O que tenho  observado, no entanto, vale como  uma   saída  à solução  do problema: a busca da especialização,  seja de autores,  seja  de gêneros,  seja  da “periodologia   estética” nos moldes  concebidos   por Afrânio Coutinho. Ora, o abarcar-se de forma  pessoal  um conjunto gigantesco  de  autores que continuam  a surgir no panorama da literatura brasileira   forçou   uma seleção  limitadora do   trabalho   do crítico.
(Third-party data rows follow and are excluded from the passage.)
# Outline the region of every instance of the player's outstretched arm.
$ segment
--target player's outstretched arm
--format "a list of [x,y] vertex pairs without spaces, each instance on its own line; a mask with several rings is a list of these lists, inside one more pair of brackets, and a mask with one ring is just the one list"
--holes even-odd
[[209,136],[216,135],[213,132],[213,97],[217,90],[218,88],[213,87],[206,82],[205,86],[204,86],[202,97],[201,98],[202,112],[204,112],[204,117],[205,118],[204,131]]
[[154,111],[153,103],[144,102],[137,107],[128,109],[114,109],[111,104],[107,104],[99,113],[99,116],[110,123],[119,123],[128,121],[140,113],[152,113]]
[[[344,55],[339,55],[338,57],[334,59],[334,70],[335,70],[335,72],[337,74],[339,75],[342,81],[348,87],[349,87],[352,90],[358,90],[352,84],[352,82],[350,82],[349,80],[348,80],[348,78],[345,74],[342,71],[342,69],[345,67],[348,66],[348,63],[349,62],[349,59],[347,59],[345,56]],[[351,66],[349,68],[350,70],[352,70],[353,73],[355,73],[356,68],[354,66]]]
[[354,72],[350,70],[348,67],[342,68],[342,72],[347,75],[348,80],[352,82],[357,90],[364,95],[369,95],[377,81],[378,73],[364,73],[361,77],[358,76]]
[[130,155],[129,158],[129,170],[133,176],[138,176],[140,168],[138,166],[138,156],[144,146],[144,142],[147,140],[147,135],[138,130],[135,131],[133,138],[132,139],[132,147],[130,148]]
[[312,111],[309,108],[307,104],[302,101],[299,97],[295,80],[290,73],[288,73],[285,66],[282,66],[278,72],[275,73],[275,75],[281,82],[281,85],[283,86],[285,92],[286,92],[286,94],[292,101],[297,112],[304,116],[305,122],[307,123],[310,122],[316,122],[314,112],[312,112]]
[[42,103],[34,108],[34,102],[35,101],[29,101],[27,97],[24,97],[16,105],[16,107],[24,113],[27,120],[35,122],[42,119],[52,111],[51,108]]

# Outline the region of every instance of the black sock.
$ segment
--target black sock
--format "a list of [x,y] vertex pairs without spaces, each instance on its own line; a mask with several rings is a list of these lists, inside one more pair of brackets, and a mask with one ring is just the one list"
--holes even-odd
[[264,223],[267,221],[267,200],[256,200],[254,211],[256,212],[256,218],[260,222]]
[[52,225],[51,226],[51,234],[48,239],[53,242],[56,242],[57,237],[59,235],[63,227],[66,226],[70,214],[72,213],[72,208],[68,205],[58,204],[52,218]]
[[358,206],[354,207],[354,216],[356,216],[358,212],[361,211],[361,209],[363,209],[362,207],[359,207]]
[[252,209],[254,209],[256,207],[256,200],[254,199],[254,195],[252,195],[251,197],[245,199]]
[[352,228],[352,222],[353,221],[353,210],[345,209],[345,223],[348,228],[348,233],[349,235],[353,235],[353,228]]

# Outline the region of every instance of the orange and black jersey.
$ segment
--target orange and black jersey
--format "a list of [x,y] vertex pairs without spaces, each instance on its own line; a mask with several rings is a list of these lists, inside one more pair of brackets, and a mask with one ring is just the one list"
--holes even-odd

O crítico  passou  a estudar,  por exemplo, certos temas, e obras, aprofundando o conhecimento de sua área de atuação.A crítica é uma atividade  com tempo datado para seus cultores justamente  por  exigir muita  leitura,  muita pesquisa,  muito suor e paciência.
Enfim,  queremos  significar  que o  papel  atual do crítico  torna-se cada vez mais  restrito e lacunoso e, de certa forma,  nisso   ele perde  a noção  geral  do conjunto   do sistema literário. Essa é a condição  do ônus que tem  a pagar  a crítica literária   contemporânea. Seu raio de ação  tornou-se, na pós-modernidade, de curto alcance,  fragmentário, espaçado, fortuito. O individualismo  crítico é, agora,  um  dado do passado e a sobrevivência da crítica literária, para não perder  seu  campo  de  ação, deve, como já tem sido  feito,  sempre constituir  um   trabalho coletivo,  de  conjunto, i.e.,  quando  seu  objetivo for  mapear,  historiar, discutir e analisar  as obras literárias de um  povo.